Paul Theroux's highly acclaimed novels include Blinding Light, Hotel Honolulu, My Other Life, Kowloon Tong, and The Mosquito Coast. His renowned travel books include Ghost Train to the Eastern Star, Dark Star Safari, Riding the Iron Rooster, The Great Railway Bazaar, The Old Patagonian Express, and The Happy Isles of Oceania. He lives in Hawaii and on Cape Cod.

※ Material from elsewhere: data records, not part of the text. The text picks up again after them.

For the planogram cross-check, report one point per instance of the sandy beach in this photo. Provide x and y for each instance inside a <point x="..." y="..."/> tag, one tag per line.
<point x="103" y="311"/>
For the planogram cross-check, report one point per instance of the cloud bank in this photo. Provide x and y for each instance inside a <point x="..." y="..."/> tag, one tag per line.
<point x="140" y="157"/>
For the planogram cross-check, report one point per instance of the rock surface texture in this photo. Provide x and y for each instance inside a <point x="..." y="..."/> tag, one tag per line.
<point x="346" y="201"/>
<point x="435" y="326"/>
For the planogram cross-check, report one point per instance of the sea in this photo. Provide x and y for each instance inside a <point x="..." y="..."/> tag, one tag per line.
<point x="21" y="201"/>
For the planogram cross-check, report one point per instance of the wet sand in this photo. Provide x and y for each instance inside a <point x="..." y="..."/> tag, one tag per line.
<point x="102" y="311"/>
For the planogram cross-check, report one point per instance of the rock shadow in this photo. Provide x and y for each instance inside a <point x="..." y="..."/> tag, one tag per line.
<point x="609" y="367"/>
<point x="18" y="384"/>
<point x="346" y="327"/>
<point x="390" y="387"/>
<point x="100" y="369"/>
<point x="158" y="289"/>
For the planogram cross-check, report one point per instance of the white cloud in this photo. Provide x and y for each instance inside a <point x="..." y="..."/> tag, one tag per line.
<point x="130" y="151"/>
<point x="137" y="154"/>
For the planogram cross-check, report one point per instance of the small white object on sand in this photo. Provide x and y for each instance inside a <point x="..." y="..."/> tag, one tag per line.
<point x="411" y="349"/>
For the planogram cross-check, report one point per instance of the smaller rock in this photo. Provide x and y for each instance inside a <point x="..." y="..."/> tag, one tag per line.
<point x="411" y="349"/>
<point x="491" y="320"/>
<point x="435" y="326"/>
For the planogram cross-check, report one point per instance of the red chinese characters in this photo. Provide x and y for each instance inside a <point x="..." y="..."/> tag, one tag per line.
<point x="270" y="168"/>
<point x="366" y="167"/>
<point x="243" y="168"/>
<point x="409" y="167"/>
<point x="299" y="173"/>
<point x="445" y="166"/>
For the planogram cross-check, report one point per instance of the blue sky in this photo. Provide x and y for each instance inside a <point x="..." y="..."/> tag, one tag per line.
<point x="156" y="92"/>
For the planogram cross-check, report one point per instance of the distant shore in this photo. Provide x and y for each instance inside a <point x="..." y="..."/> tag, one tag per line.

The pillars of Theroux's (The Happy Isles of Oceania, LJ 5/15/92) latest travel title are at the mouth of the Mediterranean, and he proposes to travel from one to the other the long way, by following the shoreline from Spain to Morocco using rail, ferry, bus, or car. One of the pleasures of his book is the unhurried nature of the trip. If it takes Theroux two years to appreciate the flavor of the Mediterranean, then that's how long it takes. As with his other books, Theroux disdains the tourist destinations (he refers to the Greek islands as theme parks) as well as many other sites that don't strike his persnickety fancy, but the Mediterranean is full of resorts and cultural sites so he often endures these to get to the places he finds worthwhile, like Aliano, Italy, Albania, and war-torn Croatia. Every public library should have a copy of this book; there will be a big demand for it.-Mary Ann Parker, California Dept. of Water Resources Law Lib., Sacramento
The difference between a tourist and a traveler, says Theroux, is that the tourist knows where he's going. Theroux (The Great Railway Bazaar), a traveler, as half a dozen of his popular books have attested, had no design for this adventure, no advance ticketing nor any commitment to stay or go anywhere. His only aim was to explore the Mediterranean coast without resort to airplanes. As a result, he found himself in unfamiliar villages on untraveled roads, acquired unexpected companions and slept in an assortment of inns, from fleabags to Hilton hotels, in Gibraltar Spain, the Riviera, Croatia, Sardinia, Greece, Albania, Morocco, the Levant and Israel. His pictures, like those of a wanderer with a sharp eye and an informed intelligence, though a large measure of condescension as well, are fresh even when he lands in well-reported places. Although most of his informants are casually met, now and then he interviews the famous, among them Paul Bowles in Morocco, Naguib Mahfouz in Egypt. This is a Mediterranean coast few know, as exotic and tumultuous now as throughout history. (Oct.)